Reza Khan, who had risen through the ranks, was self-educated – some claim semi-illiterate. He came from a military family that fled Russian advance into the Caucasus and received a fief in the fertile village of Alasht in the Sefid Rud region of Mazanderan. His relatives, including his father and grandfather, had served in the provincial regiment – the latter had been killed in the 1848 siege of Herat. Reza Khan himself had enrolled as a teenager in the Cossack Brigade. Rumor had it that he had at one time or another served as a stable boy, either for the royal palace, the Farmanfarmas, the Dutch legation, or the American Presbyterian Mission. During the civil war and the subsequent upheavals, he made his mark as an up-and-coming officer nicknamed “Reza Khan Maxim.” In later years when he built himself a palace in Mazanderan, he decorated the entryway with a large mosaic depicting a Maxim machine gun. He was multilingual: he spoke Alashti – a dialect of Mazanderani – with his neighbors; Persian with the outside world; pigeon Russian with the Tsarist Cossack officers; and variant of Turkish with his men.

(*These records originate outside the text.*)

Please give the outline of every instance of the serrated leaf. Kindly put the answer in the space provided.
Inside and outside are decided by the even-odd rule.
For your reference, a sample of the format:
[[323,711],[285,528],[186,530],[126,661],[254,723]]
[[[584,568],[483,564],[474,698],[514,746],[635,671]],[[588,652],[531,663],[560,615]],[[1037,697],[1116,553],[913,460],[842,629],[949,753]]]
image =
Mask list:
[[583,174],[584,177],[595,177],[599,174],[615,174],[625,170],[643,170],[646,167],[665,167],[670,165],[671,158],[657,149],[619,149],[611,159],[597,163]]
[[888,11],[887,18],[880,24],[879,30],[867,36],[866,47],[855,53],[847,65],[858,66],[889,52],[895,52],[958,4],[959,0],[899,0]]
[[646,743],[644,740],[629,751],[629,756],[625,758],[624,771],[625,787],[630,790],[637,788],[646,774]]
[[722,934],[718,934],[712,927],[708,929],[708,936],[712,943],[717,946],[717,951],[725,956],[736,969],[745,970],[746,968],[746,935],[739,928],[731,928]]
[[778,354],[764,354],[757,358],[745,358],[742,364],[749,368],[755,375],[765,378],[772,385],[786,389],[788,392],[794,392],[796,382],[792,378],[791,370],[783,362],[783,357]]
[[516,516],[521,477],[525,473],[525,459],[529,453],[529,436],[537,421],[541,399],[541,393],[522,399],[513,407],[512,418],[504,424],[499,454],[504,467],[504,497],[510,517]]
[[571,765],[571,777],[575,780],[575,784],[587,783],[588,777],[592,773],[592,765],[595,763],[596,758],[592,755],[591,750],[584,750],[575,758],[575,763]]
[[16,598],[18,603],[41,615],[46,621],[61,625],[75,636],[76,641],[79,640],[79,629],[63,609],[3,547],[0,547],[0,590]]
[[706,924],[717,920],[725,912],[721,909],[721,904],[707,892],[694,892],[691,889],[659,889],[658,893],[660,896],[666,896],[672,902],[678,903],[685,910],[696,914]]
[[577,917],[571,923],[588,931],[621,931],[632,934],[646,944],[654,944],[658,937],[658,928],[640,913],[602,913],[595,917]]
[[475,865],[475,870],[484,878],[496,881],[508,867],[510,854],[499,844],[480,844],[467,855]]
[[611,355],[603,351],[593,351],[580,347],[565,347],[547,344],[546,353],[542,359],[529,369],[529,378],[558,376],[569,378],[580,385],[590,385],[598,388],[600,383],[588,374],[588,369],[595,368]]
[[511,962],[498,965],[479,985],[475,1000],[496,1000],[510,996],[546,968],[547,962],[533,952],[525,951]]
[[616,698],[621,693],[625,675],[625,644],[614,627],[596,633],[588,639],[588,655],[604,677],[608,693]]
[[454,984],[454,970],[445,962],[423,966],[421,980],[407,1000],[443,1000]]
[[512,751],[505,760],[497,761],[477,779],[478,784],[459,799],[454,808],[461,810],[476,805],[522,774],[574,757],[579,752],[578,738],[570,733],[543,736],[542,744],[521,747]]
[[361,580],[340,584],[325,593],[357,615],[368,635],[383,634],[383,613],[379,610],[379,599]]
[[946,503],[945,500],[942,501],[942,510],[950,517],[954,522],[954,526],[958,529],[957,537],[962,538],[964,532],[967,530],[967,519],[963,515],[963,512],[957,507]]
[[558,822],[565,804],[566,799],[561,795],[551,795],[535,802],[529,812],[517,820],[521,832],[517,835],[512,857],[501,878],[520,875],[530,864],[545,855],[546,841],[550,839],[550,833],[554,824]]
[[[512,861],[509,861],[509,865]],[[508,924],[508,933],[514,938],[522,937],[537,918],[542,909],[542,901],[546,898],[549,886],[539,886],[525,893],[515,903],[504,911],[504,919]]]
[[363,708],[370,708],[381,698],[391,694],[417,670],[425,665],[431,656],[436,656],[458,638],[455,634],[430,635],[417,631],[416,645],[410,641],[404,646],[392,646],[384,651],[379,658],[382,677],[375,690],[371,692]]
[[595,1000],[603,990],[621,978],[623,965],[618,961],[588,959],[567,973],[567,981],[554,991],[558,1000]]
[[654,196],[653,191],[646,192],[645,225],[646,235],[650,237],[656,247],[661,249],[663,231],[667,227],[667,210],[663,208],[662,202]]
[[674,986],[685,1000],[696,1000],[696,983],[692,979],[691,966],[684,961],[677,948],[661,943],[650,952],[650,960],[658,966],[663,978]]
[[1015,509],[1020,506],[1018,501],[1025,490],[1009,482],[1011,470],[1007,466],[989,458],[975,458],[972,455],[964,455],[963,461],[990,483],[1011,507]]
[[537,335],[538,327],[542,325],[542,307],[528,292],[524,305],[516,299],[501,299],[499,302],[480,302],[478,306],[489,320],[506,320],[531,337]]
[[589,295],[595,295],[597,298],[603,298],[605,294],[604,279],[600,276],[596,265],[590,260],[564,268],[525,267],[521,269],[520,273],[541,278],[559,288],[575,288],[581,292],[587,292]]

In carrying out the coup, Reza Khan declared martial law, won over the local gendarmes, skirmished briefly with the city police, and assured Ahmad Shah that he had come to save him from the Bolsheviks. He also installed as premier Sayyed Ziya Tabatabai, a young journalist described by the British legation as “notorious for his Anglophilia.” The previous premier, Sepahdar, who for months had failed either to convene a majles or form a

cabinet, fled to the Turkish embassy. Before marching on Tehran, Reza Khan had given two promises to Ironside, the British general who had recently taken charge of the Cossacks and replaced Russian officers with Iranians. He had promised to facilitate the withdrawal of British troops and not to overthrow Ahmad Shah. Unbeknownst to Curzon, Ironside considered the Anglo-Persian Agreement a lost cause, and was on the look-out for a suitable man on horseback to save the situation. Ironside had placed Reza Khan in charge of the Qazvin garrison and hurriedly promoted him general. Thus many 1920–21 sources still referred to Reza Khan as a colonel. Ironside also provided Reza Khan with ammunition and pay for his men – immediately after the coup the Cossacks received generous bonuses. On the eve of his march on Tehran, Reza Khan assured a joint delegation from the royal palace and the British legation that he was pro-shah and pro-British and that once the latter had withdrawn from the country he would organize a force capable of dealing with the Bolsheviks. Not surprisingly, many Iranians still consider the coup a “British plot.”